EMENTA: AÇÃO MONITÓRIA - EMBARGOS - DUPLICATA SEM ACEITE - NOTAS FISCAIS. COMPROVANTES DE ENTREGA DA MERCADORIA - CONSTITUIÇÃO DO TITULO EXECUTIVO. PROCEDÊNCIA PARCIAL. JUROS E CORREÇÃO MONETÁRIA. É plenamente possível a utilização de duplicata, sem aceite, como documento hábil ao ajuizamento da ação monitória. O termo inicial dos juros e da correção monetária na ação monitória deve ser contado a partir da citação e do ajuizamento da ação, respectivamente, e não do vencimento dos títulos. (TJ-MG - AC: 10024134006006002 MG, Relator: Alberto Henrique, Data de Julgamento: 29/11/2018, Data de Publicação: 07/12/2018).

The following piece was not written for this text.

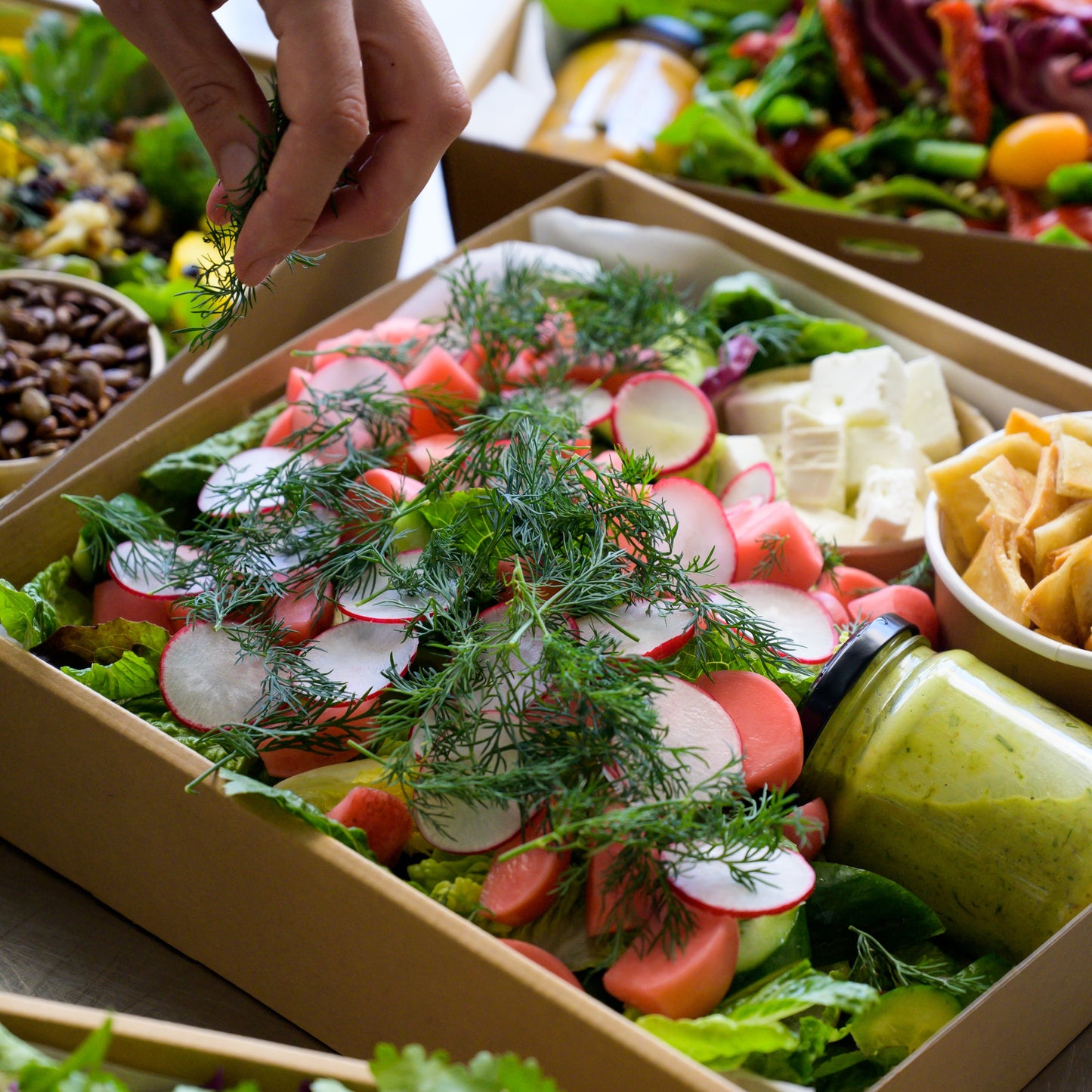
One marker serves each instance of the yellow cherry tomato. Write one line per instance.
(834, 139)
(1027, 152)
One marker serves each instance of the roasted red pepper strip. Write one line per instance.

Na sequência, tenho por evidente que o apelado não impugnou os fundamentos postos pela parte apelante, limitando-se a participar em sede de cognição inicial tão somente com argumentos superficiais e afastados das provas apresentadas.

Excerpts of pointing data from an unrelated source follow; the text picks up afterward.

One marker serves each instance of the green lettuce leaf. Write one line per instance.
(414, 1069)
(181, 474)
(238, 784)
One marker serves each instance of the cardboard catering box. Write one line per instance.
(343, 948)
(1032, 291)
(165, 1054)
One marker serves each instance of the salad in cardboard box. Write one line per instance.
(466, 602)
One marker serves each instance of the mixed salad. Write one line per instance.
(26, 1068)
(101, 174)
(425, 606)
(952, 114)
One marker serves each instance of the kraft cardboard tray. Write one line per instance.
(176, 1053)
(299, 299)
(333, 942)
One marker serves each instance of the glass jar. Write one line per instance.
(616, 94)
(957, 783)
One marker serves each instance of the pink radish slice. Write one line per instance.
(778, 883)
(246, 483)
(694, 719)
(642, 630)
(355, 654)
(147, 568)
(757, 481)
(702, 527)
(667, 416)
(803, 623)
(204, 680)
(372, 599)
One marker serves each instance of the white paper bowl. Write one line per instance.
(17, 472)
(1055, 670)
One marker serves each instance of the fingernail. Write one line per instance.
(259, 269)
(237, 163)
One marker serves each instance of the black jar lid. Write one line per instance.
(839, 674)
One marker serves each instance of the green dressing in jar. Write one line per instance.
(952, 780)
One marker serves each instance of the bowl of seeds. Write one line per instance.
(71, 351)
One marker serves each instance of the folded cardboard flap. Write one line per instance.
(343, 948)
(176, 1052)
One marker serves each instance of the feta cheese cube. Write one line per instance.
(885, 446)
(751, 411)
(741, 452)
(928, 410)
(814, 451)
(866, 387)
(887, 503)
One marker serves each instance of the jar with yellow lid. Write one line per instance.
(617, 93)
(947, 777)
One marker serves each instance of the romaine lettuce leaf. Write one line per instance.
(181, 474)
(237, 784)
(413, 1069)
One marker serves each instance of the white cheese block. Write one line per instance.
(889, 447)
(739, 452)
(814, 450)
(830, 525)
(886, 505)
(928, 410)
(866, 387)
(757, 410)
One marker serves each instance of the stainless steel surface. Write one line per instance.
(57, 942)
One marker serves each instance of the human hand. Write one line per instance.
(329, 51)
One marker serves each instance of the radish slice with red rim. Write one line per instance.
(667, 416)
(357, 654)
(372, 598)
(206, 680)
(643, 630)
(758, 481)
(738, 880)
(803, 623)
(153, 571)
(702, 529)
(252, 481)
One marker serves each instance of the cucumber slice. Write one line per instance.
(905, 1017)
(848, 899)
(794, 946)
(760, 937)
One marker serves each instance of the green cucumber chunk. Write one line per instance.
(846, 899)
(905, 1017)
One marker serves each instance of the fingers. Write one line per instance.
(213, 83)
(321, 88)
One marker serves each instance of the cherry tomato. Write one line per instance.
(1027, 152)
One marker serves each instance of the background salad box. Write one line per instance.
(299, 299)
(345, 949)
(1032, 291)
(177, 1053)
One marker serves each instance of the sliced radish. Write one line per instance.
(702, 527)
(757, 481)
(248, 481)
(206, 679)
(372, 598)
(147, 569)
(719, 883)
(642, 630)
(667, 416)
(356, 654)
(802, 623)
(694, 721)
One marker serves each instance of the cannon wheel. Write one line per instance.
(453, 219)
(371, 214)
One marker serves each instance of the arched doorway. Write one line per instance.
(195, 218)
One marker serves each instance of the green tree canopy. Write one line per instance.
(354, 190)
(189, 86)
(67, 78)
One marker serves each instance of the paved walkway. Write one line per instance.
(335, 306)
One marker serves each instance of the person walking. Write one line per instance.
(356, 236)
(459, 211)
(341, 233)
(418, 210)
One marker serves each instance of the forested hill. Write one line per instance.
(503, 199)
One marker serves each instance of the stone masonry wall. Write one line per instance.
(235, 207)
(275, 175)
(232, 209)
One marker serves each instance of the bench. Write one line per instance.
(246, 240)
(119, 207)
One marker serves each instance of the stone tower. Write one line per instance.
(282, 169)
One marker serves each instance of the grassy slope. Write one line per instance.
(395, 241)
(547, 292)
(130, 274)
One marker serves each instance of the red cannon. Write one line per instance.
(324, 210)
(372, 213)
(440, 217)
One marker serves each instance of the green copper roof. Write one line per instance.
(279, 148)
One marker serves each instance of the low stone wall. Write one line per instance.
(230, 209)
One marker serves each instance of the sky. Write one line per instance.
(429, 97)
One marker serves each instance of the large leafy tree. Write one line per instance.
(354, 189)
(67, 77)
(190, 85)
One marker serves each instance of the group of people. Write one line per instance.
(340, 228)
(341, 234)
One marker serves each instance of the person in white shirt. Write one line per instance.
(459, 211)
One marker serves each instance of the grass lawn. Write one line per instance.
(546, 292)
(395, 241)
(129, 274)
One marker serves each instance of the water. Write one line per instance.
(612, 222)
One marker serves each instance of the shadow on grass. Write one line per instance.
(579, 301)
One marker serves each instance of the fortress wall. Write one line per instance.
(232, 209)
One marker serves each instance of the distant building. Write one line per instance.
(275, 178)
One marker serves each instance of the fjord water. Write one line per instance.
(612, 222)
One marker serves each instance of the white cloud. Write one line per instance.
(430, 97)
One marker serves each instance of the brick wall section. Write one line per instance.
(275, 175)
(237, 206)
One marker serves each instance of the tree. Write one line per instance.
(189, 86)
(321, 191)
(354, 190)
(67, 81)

Com efeito, não há no argumento do requerido uma linha sequer que se preste a rebater os fundamentos apresentados pela parte apelante, diga-se, a argumentação doutrinária utilizada ou, ainda, a jurisprudência que servirá de base ao provimento do recurso. Ao contrário, a parte apelada cingiu-se a tecer considerações iniciais e genéricas acerca da ausência de previsão legal para o provimento monitório.
Importante destacar que, em atenção ao princípio da dialeticidade, "as razões recursais devem impugnar, com transparência e objetividade, os fundamentos suficientes para manter íntegro o decisum recorrido" (AgRg no Ag XXXXX⁄RS, Rel. Min. PAULO FURTADO (Desembargador Convocado do TJ⁄BA), Terceira Turma, DJ de 18.06.2010).

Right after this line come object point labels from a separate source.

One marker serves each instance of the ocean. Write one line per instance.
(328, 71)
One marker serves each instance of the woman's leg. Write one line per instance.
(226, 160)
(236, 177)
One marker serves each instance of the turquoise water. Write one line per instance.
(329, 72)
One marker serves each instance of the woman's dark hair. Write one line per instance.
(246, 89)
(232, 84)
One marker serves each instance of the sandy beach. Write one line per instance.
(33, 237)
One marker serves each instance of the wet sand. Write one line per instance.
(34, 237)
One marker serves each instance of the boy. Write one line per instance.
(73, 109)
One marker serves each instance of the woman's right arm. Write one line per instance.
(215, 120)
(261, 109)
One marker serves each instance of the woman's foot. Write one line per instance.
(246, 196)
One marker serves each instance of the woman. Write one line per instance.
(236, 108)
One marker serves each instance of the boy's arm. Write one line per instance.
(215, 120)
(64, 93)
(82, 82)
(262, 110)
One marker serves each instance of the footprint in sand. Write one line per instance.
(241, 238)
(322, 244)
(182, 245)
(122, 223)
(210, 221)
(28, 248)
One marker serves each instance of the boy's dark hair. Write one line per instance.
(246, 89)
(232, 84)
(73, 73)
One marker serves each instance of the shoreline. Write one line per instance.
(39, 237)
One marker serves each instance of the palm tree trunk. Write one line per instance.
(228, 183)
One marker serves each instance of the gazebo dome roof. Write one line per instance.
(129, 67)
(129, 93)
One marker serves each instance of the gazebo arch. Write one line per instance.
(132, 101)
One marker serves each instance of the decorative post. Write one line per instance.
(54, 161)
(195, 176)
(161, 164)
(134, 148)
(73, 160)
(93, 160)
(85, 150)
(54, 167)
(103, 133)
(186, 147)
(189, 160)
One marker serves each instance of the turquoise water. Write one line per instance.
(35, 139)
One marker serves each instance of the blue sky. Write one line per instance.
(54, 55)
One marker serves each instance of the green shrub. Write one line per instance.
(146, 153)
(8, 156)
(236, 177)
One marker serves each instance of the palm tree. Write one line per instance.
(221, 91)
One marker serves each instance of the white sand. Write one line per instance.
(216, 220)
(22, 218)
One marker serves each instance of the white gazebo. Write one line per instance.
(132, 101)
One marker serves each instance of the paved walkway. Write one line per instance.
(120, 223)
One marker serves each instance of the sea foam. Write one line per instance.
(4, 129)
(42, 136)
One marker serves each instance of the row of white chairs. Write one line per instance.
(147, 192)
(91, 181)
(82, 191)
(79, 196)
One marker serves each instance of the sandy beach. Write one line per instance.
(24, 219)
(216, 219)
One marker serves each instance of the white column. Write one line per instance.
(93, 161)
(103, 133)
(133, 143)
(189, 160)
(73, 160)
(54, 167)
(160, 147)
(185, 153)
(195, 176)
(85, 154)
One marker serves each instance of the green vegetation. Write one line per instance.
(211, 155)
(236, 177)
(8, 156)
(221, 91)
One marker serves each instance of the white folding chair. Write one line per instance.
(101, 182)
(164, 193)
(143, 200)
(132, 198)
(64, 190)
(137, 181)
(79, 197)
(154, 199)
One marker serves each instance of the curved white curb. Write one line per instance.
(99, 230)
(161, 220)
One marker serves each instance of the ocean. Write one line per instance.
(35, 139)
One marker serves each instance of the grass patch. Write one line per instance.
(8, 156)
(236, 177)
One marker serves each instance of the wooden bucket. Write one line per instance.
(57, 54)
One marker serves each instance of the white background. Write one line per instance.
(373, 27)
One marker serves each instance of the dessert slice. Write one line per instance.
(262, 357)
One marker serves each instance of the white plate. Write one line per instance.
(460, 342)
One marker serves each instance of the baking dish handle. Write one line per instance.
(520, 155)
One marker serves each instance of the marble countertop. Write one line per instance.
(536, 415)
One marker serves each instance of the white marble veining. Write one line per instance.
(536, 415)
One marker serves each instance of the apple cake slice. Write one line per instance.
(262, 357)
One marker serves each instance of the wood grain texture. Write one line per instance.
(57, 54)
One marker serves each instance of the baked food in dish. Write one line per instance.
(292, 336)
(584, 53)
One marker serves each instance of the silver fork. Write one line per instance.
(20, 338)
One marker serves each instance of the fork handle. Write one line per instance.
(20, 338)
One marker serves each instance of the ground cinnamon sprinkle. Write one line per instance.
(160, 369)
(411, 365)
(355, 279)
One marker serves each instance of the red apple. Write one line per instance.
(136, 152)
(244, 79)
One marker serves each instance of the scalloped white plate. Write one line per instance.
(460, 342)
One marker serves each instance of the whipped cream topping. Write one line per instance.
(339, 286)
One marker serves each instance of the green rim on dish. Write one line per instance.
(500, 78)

Ora, é dever da parte apelada, impugnar, especificamente, os fundamentos da decisão combatida, o que o faz de maneira lógica e escorada no entendimento jurisprudencial sobre o tema, que afasta a exigência de duplicatas assinadas e formalmente estabelecidas.
AGRAVO INTERNO NO RECURSO ESPECIAL. AÇÃO MONITÓRIA. AUSÊNCIA DE PROVA DA CERTEZA E EXIGIBILIDADE DA OBRIGAÇÃO RECONHECIDA PELO TRIBUNAL A QUO. ADMISSIBILIDADE DA AÇÃO MONITÓRIA. JUÍZO DE PROBABILIDADE. PROVA ROBUSTA. DESNECESSIDADE. JURISPRUDÊNCIA DO STJ. ALEGAÇÕES GENÉRICAS DE NULIDADE DA DECISÃO AGRAVADA. AUSÊNCIA DE IMPUGNAÇÃO AOS FUNDAMENTOS DO "DECISUM". DESOBEDIÊNCIA AO COMANDO DO ART. 1.021, § 1.º, DO CPC/2015. RECURSO MANIFESTAMENTE INADIMISSÍVEL. APLICAÇÃO DA MULTA DO § 4º REFERIDO DISPOSITIVO. 1. "[...] nos termos do art. 1.102-A do Código de Processo Civil, basta a instrução da monitória prova escrita suficiente para, efetivamente, influir na convicção do magistrado. Assim, para a admissibilidade da ação monitória, não é necessária a apresentação de prova robusta, estreme de dúvida, sendo suficiente a presença de dados idôneos, ainda que unilaterais, desde que deles exsurja juízo de probabilidade acerca do direito afirmado." (AgRg no REsp XXXXX/ES, Rel. Ministro MARCO AURÉLIO BELLIZZE, TERCEIRA TURMA, DJe 29/02/2016). Precedentes de ambas as Turmas da Segunda Seção. 2. Em obediência ao princípio da dialeticidade, deve o agravante demonstrar o desacerto da decisão agravada, não se afigurando suficiente a impugnação genérica ao "decisum" combatido. 3. Quando o agravo interno for declarado manifestamente inadmissível, cabe a aplicação da multa do artigo 1.021, § 4º, do Código de Processo Civil de 2015. 4. Agravo interno não conhecido com aplicação de multa. (STJ - AgInt no REsp: XXXXX SP XXXXX/XXXXX-4, Relator: Ministro PAULO DE TARSO SANSEVERINO, Data de Julgamento: 12/12/2017, T3 - TERCEIRA TURMA, Data de Publicação: DJe 02/02/2018)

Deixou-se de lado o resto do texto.